Laut den Dorfbewohnern von Ak-Talaa begehen oft Junggesellen Brautraub, die zu schüchtern sind, um sich persönlich einem Mädchen anzunähern. Mairambek war so einer. Anekdotenhaft und ohne schlechtes Gewissen erzählt er, wie er seine Braut raubte. Er hat sich zwar vor einem Monat mit einem Mädchen in der Hauptstadt bekanntgemacht, aber nicht den Mut gehabt, sie näher kennenzulernen. Damals war er vierundzwanzig Jahre alt und die Zeit zum Heiraten war gekommen.
Mairambek findet keine Frau zum entführen
Weiter erzählt er, für das europäische Ohr ein wenig schockierend, humorvoll, dass er Zuhause ankündigte, dass er eine Braut klauen wird und man schon alles für die Vermählung vorbereiten soll. Während seine Verwandten also die Hochzeitsgesellschaft einluden, ein Pferd schlachteten, und die Tische mit Essen füllten, füllte Mairambek einen Minibus mit Männern und fuhr damit in die Hauptstadt los. Der Plan war, bei dem Mädchen aufzukreuzen und sie so schnell und unauffällig wie möglich in den Wagen zu packen. Aber die Aufregung wurde schon bald gedämpft, als das Mädchen nirgends aufzufinden war. Sie musste wohl gespürt haben, dass da was in der Luft liegt und sich vorsichtshalber versteckt haben.

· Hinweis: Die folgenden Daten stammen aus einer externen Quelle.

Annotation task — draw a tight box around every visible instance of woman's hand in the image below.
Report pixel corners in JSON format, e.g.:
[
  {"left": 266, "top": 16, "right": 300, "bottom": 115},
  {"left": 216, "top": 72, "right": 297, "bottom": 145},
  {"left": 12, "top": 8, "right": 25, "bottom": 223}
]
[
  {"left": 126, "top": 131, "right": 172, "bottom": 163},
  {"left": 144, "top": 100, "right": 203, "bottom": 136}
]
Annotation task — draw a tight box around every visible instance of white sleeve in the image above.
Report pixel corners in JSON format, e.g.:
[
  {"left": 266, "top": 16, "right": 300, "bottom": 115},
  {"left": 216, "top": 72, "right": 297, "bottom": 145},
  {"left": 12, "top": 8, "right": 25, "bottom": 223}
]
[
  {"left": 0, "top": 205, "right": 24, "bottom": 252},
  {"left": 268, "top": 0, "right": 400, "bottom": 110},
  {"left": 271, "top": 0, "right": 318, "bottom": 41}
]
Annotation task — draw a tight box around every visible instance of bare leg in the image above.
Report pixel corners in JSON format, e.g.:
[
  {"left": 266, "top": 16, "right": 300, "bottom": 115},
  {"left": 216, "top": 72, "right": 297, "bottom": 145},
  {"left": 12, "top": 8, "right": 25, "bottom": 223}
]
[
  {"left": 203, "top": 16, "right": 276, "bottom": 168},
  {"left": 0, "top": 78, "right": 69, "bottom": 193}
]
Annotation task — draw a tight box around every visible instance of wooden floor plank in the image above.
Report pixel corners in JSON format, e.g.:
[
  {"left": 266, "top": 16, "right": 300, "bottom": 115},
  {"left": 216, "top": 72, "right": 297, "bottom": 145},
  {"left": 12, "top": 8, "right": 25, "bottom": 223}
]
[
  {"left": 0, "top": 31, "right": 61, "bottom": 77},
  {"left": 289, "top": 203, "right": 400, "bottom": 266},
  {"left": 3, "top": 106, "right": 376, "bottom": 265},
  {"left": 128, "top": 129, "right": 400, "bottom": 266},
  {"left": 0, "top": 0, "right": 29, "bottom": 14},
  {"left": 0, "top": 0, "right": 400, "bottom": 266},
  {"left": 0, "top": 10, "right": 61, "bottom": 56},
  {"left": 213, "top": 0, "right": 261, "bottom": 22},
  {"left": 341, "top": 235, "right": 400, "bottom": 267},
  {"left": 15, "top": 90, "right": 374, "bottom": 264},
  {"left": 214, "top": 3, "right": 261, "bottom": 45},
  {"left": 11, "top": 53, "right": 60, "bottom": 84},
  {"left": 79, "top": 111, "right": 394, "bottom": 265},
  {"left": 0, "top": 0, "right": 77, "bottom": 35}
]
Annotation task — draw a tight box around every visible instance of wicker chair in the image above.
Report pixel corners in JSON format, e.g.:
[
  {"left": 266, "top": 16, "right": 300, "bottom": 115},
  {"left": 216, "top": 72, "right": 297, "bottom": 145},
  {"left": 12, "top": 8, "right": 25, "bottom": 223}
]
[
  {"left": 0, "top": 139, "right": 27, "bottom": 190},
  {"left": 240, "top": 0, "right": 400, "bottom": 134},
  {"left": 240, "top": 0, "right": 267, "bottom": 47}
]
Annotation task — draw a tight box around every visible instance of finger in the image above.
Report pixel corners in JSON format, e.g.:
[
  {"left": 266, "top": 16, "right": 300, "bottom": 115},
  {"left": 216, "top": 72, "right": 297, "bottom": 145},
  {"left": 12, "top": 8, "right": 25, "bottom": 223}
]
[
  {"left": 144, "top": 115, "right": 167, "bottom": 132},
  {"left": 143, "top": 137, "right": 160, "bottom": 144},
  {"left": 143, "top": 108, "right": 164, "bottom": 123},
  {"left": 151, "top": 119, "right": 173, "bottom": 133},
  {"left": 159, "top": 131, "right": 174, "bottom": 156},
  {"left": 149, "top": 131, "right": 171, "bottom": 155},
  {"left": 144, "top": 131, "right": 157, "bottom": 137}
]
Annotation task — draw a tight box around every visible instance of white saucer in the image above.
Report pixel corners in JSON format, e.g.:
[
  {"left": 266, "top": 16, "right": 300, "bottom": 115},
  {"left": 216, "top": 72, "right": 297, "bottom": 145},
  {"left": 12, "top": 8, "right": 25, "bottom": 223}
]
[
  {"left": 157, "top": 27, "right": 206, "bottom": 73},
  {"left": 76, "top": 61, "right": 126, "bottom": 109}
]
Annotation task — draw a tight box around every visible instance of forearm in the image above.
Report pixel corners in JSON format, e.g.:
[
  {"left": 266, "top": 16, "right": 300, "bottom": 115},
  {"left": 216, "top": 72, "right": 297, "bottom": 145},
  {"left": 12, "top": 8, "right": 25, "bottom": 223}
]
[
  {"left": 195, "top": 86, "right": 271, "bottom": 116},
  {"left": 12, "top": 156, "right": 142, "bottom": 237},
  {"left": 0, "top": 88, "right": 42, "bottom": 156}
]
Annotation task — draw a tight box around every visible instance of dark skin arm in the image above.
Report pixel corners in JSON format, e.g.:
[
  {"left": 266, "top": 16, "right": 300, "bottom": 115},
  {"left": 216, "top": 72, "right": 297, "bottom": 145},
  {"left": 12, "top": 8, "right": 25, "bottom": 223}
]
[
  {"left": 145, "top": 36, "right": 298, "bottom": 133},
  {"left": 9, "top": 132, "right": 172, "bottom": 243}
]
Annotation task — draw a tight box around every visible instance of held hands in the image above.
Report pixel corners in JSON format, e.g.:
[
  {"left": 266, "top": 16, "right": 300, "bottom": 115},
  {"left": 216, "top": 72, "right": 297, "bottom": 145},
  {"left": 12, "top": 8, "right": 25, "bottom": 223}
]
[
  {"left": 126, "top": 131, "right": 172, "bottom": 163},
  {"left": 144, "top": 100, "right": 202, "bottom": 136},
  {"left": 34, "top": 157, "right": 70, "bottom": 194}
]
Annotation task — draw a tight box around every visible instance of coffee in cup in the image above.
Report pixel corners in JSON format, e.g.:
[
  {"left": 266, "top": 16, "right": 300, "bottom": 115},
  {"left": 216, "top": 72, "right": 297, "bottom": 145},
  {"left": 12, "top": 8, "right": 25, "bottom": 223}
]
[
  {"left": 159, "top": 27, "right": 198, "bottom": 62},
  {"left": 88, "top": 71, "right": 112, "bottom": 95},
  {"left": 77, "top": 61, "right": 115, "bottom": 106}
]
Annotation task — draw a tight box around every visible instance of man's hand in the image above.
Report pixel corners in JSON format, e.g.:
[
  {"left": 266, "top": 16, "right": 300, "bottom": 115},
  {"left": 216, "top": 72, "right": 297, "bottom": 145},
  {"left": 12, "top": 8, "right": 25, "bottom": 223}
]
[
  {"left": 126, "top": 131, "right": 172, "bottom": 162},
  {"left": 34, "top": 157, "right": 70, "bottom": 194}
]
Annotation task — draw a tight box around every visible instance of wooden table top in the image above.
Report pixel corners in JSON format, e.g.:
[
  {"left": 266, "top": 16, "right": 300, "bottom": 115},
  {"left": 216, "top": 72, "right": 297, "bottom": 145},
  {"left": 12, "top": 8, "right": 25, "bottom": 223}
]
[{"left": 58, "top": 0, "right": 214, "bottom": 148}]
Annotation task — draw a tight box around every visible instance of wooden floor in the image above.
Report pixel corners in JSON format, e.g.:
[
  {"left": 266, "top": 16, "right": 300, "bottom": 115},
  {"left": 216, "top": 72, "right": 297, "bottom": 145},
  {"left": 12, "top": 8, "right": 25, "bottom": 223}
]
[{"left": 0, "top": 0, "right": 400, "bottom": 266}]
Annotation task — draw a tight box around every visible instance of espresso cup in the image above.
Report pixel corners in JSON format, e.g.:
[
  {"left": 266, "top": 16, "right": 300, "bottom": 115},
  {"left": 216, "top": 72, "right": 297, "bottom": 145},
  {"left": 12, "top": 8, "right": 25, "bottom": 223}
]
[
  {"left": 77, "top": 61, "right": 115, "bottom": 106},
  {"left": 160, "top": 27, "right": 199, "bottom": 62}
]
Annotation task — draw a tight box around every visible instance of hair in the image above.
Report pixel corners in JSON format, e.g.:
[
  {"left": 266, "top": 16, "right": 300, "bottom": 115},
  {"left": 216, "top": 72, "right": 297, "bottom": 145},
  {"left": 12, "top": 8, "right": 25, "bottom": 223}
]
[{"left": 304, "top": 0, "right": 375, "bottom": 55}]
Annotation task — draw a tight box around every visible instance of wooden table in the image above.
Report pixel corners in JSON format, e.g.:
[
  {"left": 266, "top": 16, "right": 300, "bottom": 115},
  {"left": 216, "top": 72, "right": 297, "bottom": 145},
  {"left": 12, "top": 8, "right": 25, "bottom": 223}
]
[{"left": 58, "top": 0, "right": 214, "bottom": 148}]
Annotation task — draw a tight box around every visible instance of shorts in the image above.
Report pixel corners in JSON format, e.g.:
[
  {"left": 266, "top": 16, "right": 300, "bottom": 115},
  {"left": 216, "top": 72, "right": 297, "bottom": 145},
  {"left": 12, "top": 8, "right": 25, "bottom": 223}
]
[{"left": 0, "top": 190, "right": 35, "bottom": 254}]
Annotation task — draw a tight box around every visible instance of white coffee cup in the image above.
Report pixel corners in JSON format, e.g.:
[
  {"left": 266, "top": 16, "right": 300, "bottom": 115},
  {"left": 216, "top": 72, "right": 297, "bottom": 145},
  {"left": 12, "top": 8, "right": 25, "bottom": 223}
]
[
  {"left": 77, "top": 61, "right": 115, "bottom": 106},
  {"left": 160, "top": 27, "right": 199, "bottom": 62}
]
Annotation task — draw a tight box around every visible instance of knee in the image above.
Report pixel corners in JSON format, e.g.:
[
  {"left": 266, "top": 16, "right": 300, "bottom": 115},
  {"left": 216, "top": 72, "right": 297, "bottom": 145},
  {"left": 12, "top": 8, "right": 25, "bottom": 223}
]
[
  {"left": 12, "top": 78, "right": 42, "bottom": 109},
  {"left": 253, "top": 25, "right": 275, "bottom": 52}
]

Nach der Enttäuschung kam auch gleich die Panik: Zuhause war schon alles vorbereitet und die Leute warteten gespannt auf die schöne Braut. Es würde Schande über die Familie bringen, wenn sie mit leeren Händen zurückkehrten. Schnell setzte sich der Minibus zum Krisengespräch zusammen und jeder nannte Mädchen, die noch ledig sind und gute Hausfrauen abgeben würden. Eine wurde zur Glücklichen auserkoren und der Minibus setzte sich wieder in Bewegung. Aber an diesem Tag sind sie wohl alle mit dem linken Fuß aufgestanden, denn auch dieses Mädchen war nirgends zu finden.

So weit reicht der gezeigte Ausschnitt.